The Mikado and non-verlapping Braker predicted models were combined to have a Working Set(WS) and qaulity filtered to a High Confindent Set(HCS) using below steps:
Arun can you add the steps you used to generate this
Here use accessory script from MAKER-P tool to merge gff
gff3_merge -o ${nam_specie}.merged.gff <Mikado.gff> <non-overlapping.braker.gff>
Transposon element (TE) related genes were filtered using the TEsorter tool which uses the REXdb (viridiplantae_v3.0 + metazoa_v3) database of TEs. Any TE-related genes from the WS was removed using the submit script TEsorter.sh
#!/bin/bash
# specify BASH shell
#$ -S /bin/bash
# run job in the current working directory where qsub is executed from
#$ -cwd
# specify that the job requires 3GB of memory for each process
#$ -pe threads 30 -l m_mem_free=0.5G
# make sure that there is at least 20G of tmp space on the node
#$ -l tmp_free=300G
date
lines=( B73 CML247 CML333 HP301 Ki3 M37W NC350 Oh7b Tzi8 B73_AB10 CML103 CML277 CML52 IL14H Ky21 Mo18W NC358 P39 B97 CML228 CML322 CML69 Ki11 M162W MS71 Oh43 Tx303 )
for i in "${lines[@]}"
do
SPECIE=$i
echo "$SPECIE"
python ../TEsorter.py ${nam_specie}.merged.cds.fasta -eval 1e-6 -p 30
grep -v "^#" ${SPECIE}.maker.cds.fasta.rexdb.cls.tsv | cut -f1 | sort | uniq | cut -f1 -d "_" | sort | uniq > TE-genes.txt
grep -Fvf TE-genes.txt ${nam_specie}.merged.gff | awk '$3 !~ /superlocus/' > temp.gff3
grep -Ff TE-genes.txt ${nam_specie}.merged.gff | awk '$3 !~ /superlocus/' > temp.other.gff3
gt gff3 -sort -tidy -retainids temp.gff3 > ${SPECIE}.TErmv.gff3
gt gff3 -sort -tidy -retainids temp.other.gff3 > ${SPECIE}.withTE.gff3
mkdir $SPECIE
mv *gff3 *rexdb* TE-genes.txt $SPECIE
done
date
MAKER-P provides AED scores as a mersure of qaulity of annotations.

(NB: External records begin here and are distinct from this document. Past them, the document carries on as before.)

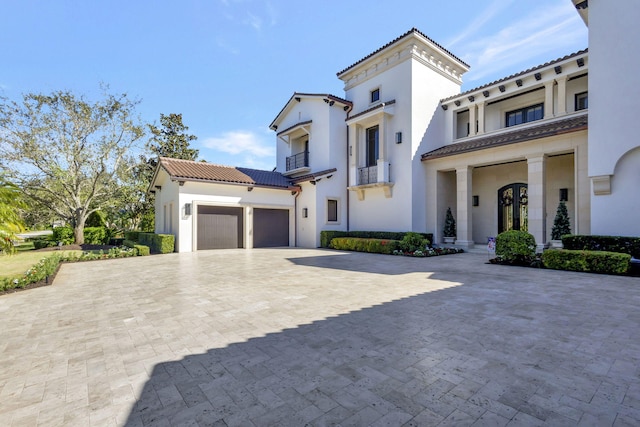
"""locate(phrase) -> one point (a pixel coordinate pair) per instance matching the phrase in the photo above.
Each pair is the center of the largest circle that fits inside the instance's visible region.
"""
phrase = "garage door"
(219, 227)
(270, 228)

THe score ranges from a scale of 0-1. With score 0 being models high agreement with the underlying evidence and 1 being least agreeable. We used MAKER-P to provide AED scores to the WS models that were TE removed and used a filter of AED < 0.75 to generate HCS.
3.1 Before assigning the AED scores we used RepeatMasker within MAKER with curate MTEC library for repeatmasking the NAM genomes. The MAKER control files are documented here and the submit script maker_repeatmask.sh.
3.2 To assign AED scores the HCS gff was passed as model_gff
in the maker_opts.ctl file and the repeatmasked genome as genome
input. Complete description of the control is prvided here and the maker submit script maker_run.sh.
3.3 The AED assigned gff was curated and filtered for AED < 0.75 using MAKER accessory scripts as descrined below
gff3_merge -o ${nam_specie}.gene_only.gff <MAKER.gff>
quality_filter.pl -a 0.75 ${nam_specie}.gene_only.gff
Each HCS gene was assigned a phylogenetic assignment based on USEARCH 11.0.667 alignment of protein sequences to the longest isoform from Sorghum bicolor v3.1, Oryza sativa japonica IRGSP-1.0, Brachypodium distachyon v3.0 or Arabidopsis thaliana TAIR10. Genes having an isoform with an alignment to any of these annotations are considered conserved, and those lacking such an alignment are considered lineage specific genes
usearch11.0.667_i86linux32 -usearch_local <accession>.protein.fasta -db outgroups.udb -id 0.5 -uc <accession>.uc
The usearch output file was used to guide extracting the conserved and species specific genes from the fasta and gff files.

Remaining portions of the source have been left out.